Chapter 1
They say that a writer creates a world. When he writes, he’s a god, a creator, holding the fate of his characters in his hands. He can twist and turn them, becoming immortal in a reader’s mind. The soft breeze of my room evoked a sense of dread in me, like what I had been waiting for would come, and it wouldn’t be anything that I actually wanted. So as my fingers type, as maybe my life will come to its bitter end, I want to create, because when everything else is stripped away, words inked into a piece of paper might remain.
I don’t believe in long stories. I’m simple that way. I believe in getting to the essence of things, like—you know—here’s the thing: I made a deal with the devil, and I paid the consequence. I had shamelessly, but with an altered, heavy heart, held my cup of wine up and toasted away my own demise. He asked me what I was willing to sacrifice to gain the utter knowledge that everything did indeed have a price, and I boldly said, “love.” You know, because it was never truly meant for me.
Fast forward to today, and it was a much heavier sacrifice than I ever expected. I had not bargained away love. Because what is love? A vast, faulty, myth-like thing that we dream and think and write so many tragic poems about. I sacrificed my heart the day it started beating again, nonetheless. The joke’s on me. It was quiet before, stilled into the tune of the afterlife, where I was the judge, the jury, the last thing between the dead and whatever fate awaited them.

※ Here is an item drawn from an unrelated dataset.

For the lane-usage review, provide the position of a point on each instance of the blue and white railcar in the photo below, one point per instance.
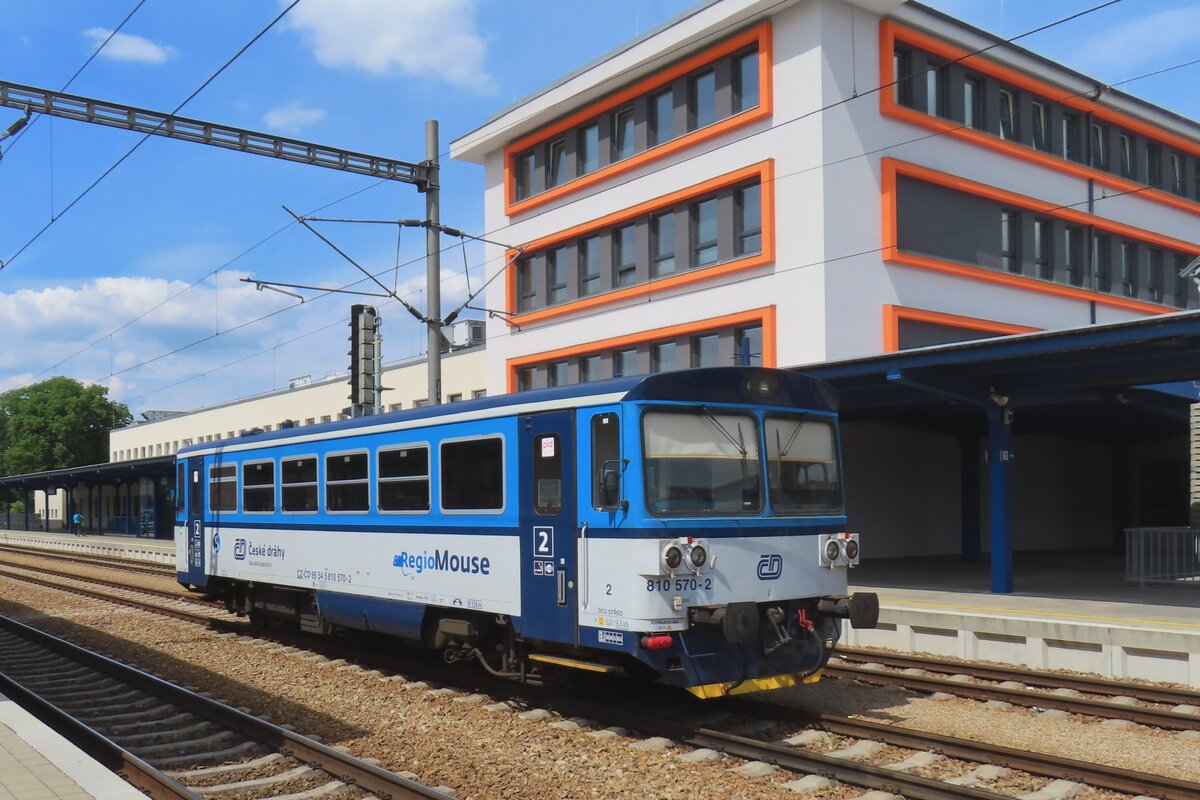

But this story is not just about me. My story has its characters. And I did not create them. They were—they entered into my life in a flow and a twist of fate, as you may call it, although it has already become a cliché. Fate—it’s a feeble thing, and I should know, because it changes. To believe in it is to strip away all choice. No, these people, they came into my existence as a domino effect—a push, a tiny breath on a butterfly wing, and it flew, and then everything after, it fell in a sequence. Blop, blop, blop, like a steady stream of raindrops.
So before I tell you my story, I want to tell you a short story about a girl I knew.
Her name was Scarlet, and she was a force. She asked questions and persisted to know. She looked to the stars in awe, for them to show the truth of the world and knowledge alike. She searched far and wide for answers unknown. She thought she could take them, because she wanted to dare, she wanted to go, to split the universe to bits and listen to secrets untold. And you should see what big eyes she had—the kind that drove the wolves mad. And a smile that stilled the unease, and a spirit untamed.
She didn’t know one thing, though: the divine had deemed her a little treacherous, innocent thing—God’s favorite angel, and the devil’s favorite sin.
And right before I marched down to hell and knocked on the gates, demanding to speak to its master, Scarlet and I had made a sweet little deal. I would let him out, and she would send his ass right back down.